2 – 25 September 2018; Ecoles des Mines, Nancy (France) Abstract submission: 20 December 2017 – 4 June 2018

Binary Test of Latent Ability: Evaluation & Design Problems

5 September 2018, 11:30 – 11:50


Submitted by
Emil Bashkansky
Emil Bashkansky (ORT Braude College of Engineering), Vladimir Turetsky (ORT Braude College of Engineering)
In recent years substantial progress in the analysis and interpretation of the binary test results has been achieved. Recall that we are talking about the simplest issue of uni-dimensional ability - a, when the test item performance of the object under test (OUT) can be explained by a single latent ability.

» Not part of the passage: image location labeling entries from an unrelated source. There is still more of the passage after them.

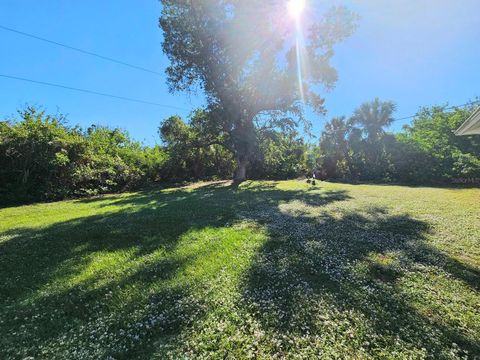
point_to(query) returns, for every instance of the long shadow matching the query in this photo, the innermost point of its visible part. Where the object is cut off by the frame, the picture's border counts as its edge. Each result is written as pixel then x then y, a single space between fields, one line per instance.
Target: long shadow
pixel 32 260
pixel 312 256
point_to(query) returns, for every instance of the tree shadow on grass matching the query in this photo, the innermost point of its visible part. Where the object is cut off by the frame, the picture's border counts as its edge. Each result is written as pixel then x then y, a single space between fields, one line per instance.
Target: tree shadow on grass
pixel 356 262
pixel 64 290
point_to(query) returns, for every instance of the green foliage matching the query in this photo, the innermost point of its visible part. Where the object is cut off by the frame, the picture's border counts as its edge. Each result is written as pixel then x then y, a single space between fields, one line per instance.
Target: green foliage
pixel 219 46
pixel 450 157
pixel 194 153
pixel 41 158
pixel 427 151
pixel 281 156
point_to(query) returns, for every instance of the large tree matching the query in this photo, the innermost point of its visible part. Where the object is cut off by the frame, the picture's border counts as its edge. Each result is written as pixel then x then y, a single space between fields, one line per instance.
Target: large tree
pixel 373 117
pixel 246 56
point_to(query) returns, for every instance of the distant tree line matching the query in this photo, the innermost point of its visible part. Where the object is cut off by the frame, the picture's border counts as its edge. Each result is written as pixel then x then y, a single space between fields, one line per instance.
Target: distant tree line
pixel 43 158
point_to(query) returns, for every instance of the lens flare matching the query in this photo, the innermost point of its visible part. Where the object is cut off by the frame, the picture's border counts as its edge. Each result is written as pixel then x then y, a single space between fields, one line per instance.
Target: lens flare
pixel 295 8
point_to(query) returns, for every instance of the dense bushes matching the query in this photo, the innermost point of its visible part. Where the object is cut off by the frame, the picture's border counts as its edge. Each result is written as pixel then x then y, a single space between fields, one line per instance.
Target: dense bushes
pixel 425 152
pixel 42 158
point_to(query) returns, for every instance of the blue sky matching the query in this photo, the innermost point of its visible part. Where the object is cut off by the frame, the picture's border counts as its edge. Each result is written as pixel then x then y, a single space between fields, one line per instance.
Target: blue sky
pixel 415 53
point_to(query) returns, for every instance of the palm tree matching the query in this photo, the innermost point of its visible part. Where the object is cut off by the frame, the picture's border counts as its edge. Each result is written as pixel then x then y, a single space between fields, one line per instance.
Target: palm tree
pixel 374 117
pixel 334 143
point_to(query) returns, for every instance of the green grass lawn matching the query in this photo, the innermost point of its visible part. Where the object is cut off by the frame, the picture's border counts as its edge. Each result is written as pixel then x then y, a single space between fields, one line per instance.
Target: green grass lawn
pixel 266 270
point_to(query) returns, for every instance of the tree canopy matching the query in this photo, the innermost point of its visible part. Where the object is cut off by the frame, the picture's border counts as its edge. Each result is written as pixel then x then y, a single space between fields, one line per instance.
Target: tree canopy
pixel 245 57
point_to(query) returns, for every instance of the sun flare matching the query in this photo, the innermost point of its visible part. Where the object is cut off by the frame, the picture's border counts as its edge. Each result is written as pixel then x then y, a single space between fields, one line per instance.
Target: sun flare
pixel 295 8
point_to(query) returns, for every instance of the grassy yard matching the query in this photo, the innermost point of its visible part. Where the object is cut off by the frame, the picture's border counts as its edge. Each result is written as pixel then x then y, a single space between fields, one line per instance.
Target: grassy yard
pixel 267 270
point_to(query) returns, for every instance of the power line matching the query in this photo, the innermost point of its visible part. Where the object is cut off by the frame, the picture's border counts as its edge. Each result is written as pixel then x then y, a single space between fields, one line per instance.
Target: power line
pixel 448 108
pixel 80 50
pixel 88 91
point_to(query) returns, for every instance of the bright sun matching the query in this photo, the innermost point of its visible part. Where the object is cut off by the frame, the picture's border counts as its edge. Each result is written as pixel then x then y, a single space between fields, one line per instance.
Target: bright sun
pixel 295 7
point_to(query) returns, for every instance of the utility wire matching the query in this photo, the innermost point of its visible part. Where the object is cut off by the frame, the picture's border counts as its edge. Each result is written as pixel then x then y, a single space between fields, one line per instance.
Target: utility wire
pixel 80 50
pixel 89 91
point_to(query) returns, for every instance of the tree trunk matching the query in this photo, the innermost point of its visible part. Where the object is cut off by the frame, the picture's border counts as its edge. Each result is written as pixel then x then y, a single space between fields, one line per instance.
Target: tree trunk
pixel 240 174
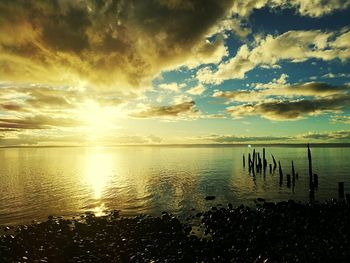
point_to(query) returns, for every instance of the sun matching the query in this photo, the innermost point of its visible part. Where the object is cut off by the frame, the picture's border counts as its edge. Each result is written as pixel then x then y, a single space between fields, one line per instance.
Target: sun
pixel 97 120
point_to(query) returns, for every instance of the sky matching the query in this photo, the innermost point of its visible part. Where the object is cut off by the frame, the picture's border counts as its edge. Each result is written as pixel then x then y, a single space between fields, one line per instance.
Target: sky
pixel 117 72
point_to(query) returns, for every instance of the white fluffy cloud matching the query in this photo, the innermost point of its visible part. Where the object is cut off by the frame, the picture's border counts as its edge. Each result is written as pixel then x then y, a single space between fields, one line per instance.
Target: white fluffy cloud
pixel 293 46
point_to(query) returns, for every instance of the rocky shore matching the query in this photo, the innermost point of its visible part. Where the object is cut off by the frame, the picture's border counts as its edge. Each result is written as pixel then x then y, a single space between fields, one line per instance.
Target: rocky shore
pixel 270 232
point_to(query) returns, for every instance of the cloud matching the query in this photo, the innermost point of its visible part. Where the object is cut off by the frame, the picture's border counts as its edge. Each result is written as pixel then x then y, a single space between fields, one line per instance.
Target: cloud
pixel 330 136
pixel 325 136
pixel 341 119
pixel 280 88
pixel 292 46
pixel 315 8
pixel 116 44
pixel 238 139
pixel 291 110
pixel 197 90
pixel 178 110
pixel 36 122
pixel 173 86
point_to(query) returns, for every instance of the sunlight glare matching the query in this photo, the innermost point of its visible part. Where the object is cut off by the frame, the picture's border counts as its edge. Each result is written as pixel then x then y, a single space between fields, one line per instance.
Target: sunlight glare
pixel 98 120
pixel 98 171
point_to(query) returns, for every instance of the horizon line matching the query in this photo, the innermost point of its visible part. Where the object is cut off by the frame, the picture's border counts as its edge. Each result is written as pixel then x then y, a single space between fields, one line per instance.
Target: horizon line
pixel 325 144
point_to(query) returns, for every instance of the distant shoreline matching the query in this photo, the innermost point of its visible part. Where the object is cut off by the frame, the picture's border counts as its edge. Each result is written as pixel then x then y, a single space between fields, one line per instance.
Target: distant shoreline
pixel 213 145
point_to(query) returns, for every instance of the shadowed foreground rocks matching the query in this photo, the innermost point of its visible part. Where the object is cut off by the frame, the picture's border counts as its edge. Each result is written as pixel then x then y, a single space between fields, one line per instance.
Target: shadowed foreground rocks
pixel 281 232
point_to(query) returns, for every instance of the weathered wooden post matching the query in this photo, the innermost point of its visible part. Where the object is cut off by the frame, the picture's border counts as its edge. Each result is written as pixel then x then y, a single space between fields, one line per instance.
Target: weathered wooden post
pixel 341 190
pixel 315 181
pixel 274 162
pixel 280 173
pixel 264 161
pixel 249 162
pixel 310 166
pixel 254 161
pixel 347 198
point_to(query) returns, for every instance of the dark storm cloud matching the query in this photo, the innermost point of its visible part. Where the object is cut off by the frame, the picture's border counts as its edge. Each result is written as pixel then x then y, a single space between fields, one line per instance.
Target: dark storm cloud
pixel 106 42
pixel 187 108
pixel 290 110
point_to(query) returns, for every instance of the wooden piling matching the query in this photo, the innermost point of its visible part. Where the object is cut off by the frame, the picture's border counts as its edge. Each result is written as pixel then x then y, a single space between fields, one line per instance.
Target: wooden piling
pixel 288 180
pixel 274 162
pixel 312 193
pixel 280 173
pixel 316 181
pixel 253 162
pixel 310 166
pixel 264 161
pixel 249 163
pixel 347 198
pixel 341 190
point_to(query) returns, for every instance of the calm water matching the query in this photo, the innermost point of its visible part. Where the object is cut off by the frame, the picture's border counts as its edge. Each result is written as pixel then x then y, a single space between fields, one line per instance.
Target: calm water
pixel 37 182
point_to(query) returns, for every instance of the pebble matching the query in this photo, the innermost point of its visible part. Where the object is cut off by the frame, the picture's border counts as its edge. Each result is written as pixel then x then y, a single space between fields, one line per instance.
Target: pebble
pixel 222 234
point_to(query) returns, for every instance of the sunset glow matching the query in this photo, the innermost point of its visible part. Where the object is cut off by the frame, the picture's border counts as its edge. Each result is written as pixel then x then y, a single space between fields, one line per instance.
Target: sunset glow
pixel 189 72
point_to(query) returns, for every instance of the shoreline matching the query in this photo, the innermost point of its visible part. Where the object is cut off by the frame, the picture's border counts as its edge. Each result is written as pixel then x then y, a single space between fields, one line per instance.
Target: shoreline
pixel 270 232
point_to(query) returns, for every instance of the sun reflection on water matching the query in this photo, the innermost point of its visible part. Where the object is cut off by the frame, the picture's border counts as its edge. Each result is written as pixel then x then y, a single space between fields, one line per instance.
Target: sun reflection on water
pixel 98 171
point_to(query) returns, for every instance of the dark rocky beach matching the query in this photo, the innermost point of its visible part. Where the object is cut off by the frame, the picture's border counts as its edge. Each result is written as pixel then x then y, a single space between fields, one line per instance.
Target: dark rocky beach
pixel 270 232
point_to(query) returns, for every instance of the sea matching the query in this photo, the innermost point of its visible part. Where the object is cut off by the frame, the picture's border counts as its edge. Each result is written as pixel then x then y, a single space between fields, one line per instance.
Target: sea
pixel 36 182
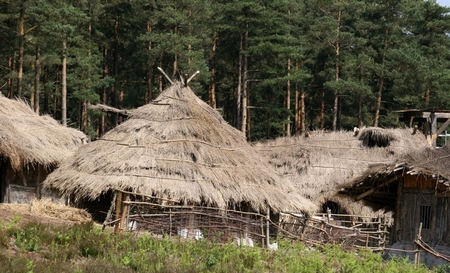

The test consists of a set of K test items, every test item response is estimated on the binary scale basis (pass/fail) and we need to evaluate the intrinsic ability of this OUT. Usually, it is assumed that the results of different test items, applied to the same OUT, are conditionally independent (i.e., the response to one test item does not affect the response to another). Given specific item response function (IRF) model, assessment of the tested ability usually is produced according to the principle of maximum likelihood estimation (MLE) or on the basis of Bayesian approach (if some preliminary information about the tested ability exists). When levels of test items difficulties are known beforehand, the problem solution is relatively easy, but when the amount of OUTs is bounded and levels of difficulties are unknown beforehand, analysis of the results faces significant computational difficulties. Nevertheless, in principle, the problem is solvable. However, at the moment when we think how to optimally allocate test resources, that is, how to choose the levels of test items difficulties, how many repetitions to perform for every level, what is the criterion of optimality etc., we come to the unexplored terra incognita. Our lecture is rather an attempt to describe a possible approaches and criteria to the test planning problem, than its complete solution. We will also treat some real applications of the proposed approach in education and antagonistic games.